IN 1 Peter 4:11 we read the injunction, "If any man speak, let him speak as the oracles of God." To our ears these words sound strange. Today, we are millenia, continents, and cultures removed from the people these words were originally spoken to. The words we speak are said to be "of God" meaning he is the author and originator of them. As we speak them we are to make a conscious effort to acknowledge who they originated with. To think that God has revealed his mind and will to us is unbelievable. David wrote: "What is man that thou art mindful of him." Isaiah wrote: "As the heavens are higher than the earth so are my ways higher than your ways, and my thoughts than your thoughts." So again, for God to reveal his thoughts to mankind is awesome.

If the one who made us takes it upon himself to communicate with us, should we want that message firsthand or secondhand? I suggest the answer is we should want to receive the message for ourselves and not rely on someone else's reception, interpretation, and re-transmission back to us. Most, however, do not agree; they want a middle-man, someone who will save them the effort. I can't help but think of Jesus words—"He that hath an ear to hear, let him hear."

Years ago I read J.I. Packer's "Fundamentalism and the Word of God", and found some words most meaningful. I have since found those words in Samuel G. Dawson's book "Denominal Doctrines"

We do not start our Christian lives by working out our faith for ourselves; it is mediated to us by Christian tradition, in the form of sermons, books, and established patterns of church life and fellowship. We read our Bibles in the light of what we have learned from these sources. We approach Scripture with minds already formed by the mass of accepted opinions and viewpoints with which we have come into contact, in both the Church and the world. ...It is easy to be unaware that it has happened; it is hard even to begin to realize how profoundly tradition in this sense has molded us.
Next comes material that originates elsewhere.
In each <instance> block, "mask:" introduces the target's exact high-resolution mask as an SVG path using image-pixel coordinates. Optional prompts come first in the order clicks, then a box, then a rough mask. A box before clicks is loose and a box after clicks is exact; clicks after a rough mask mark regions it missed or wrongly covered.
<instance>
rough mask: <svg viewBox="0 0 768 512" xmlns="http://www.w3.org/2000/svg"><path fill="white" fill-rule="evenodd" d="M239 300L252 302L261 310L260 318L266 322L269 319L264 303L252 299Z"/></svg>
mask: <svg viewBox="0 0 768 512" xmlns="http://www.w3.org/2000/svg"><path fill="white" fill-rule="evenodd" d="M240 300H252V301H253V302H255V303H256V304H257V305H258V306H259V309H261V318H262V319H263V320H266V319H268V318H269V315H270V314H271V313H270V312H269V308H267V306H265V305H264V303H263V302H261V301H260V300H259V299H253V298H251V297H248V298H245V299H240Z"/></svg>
But we are forbidden to become enslaved to human tradition, either secular or Christian, whether it be ‘catholic’ tradition, or ‘critical’ tradition, or ‘ecumenical’ tradition. We may never assume the complete rightness of our own established ways of thought and practice and excuse ourselves the duty of testing and reforming them by Scriptures. (J.I. Packer, Fundamentalism and the Word of God, [Grand Rapids, MI: William B. Eerdmans Publishing Co., 1958], pp69-70)

What I am trying to say is summed up in the last line from J.I. Packer when he writes: "We may never assume the complete rightness of our own established ways of thought and practice and excuse (emp J.B., Jr.) ourselves the duty of testing and reforming them by Scriptures." To be sure there are passages of Scripture that we find difficult and may read a commentary or ask the opinion of another, but we must still test them by Scriptures. Never simply believe and accept something because someone important said it, or assume because the speaker is a great person of God that they are automatically right. We must all study the Scriptures for ourselves.